Do You Know and Understand Your Compliance Policies?
My question appears to be fairly obvious, right? This is not a question or a quiz of every chief compliance officer. Rather, this is a question for everyone but the CCO and compliance and legal staff.
Think about it. Does your board, your CEO, your senior executives know and understand your compliance policies? If asked by someone, can they provide meaningful guidance or even get close to the right answer.
The implications of this question are far-reaching: managers and employees have to know and understand compliance policies. They do not have time nor interest in reading compliance policies and procedures. They want guidance and to know what they can and cannot do, or what requires approval.
I would wager a healthy sum that most managers and employees are not able to articulate specific policies and procedures. For example, if an employee asks his or her supervisor if the employee needs to get approval for a nominal charitable contribution or a gift for a foreign official. Unless the manager has to provide that approval, I would bet that the supervisor couldn’t provide the employee with an answer.
One way for a company to promote compliance is to make sure business staff owns compliance, and that requires the business staff to know and understand the company’s policies and procedures. It is a task that sounds mundane but is an important symbolic issue – a business that embraces compliance, knows what compliance requires beyond just “doing the right thing.”
Contrary to what most professionals may believe, the job of instilling compliance knowledge is not solely the job of the CCO. It is everyone’s job – that sounds trite and simplistic but if your business staff understands the critical role they play in compliance, hopefully they will own the compliance program by knowing and understanding what the program requires.
Once they reach that point in their knowledge and commitment, business staff can become the vital cog in a compliance program – communicating and acting consistent with ethical and compliance program requirements in their day-to-day activities.
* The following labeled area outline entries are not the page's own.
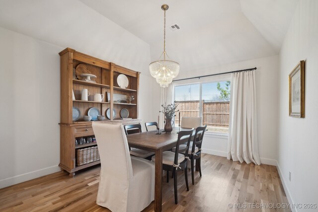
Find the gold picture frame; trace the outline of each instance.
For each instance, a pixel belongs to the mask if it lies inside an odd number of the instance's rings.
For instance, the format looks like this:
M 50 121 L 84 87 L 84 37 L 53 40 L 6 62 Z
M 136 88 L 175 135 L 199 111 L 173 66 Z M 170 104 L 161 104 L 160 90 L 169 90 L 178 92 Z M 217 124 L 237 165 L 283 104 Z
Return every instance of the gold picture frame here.
M 305 61 L 301 61 L 288 77 L 289 116 L 305 118 Z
They set an example for their staff and they communicate in words and in conduct what ethics and compliance really means.
It is a work of art and beauty when a tone-at-the-top is carried through an organization to mid-level managers and then employees. When a systems works in the messaging and standards for conduct, a company is in a position to make real and significant gains in compliance, sustainability and ultimately, profitability.
The Justice Department and the SEC require companies to maintain an advisory function so that compliance guidance can be provided when necessary. Every CCO knows there are important learning moments for managers and employees, and a robust guidance system should be maintained and promoted. Questions should be encouraged because they provide important insights into staff knowledge and awareness.
Compliance staff cannot let employee questions sit for very long. A prompt and robust response is critical and is an important discipline to a compliance program. When staff fail to get answers to their questions, they wonder whether compliance is really that important.
A compliance program should offer multiple avenues for compliance questions – 1-800 numbers, internet emails, and other avenues promoting contact persons and points for employees to raise their questions. Training should encourage these same points and provide contact points for staff.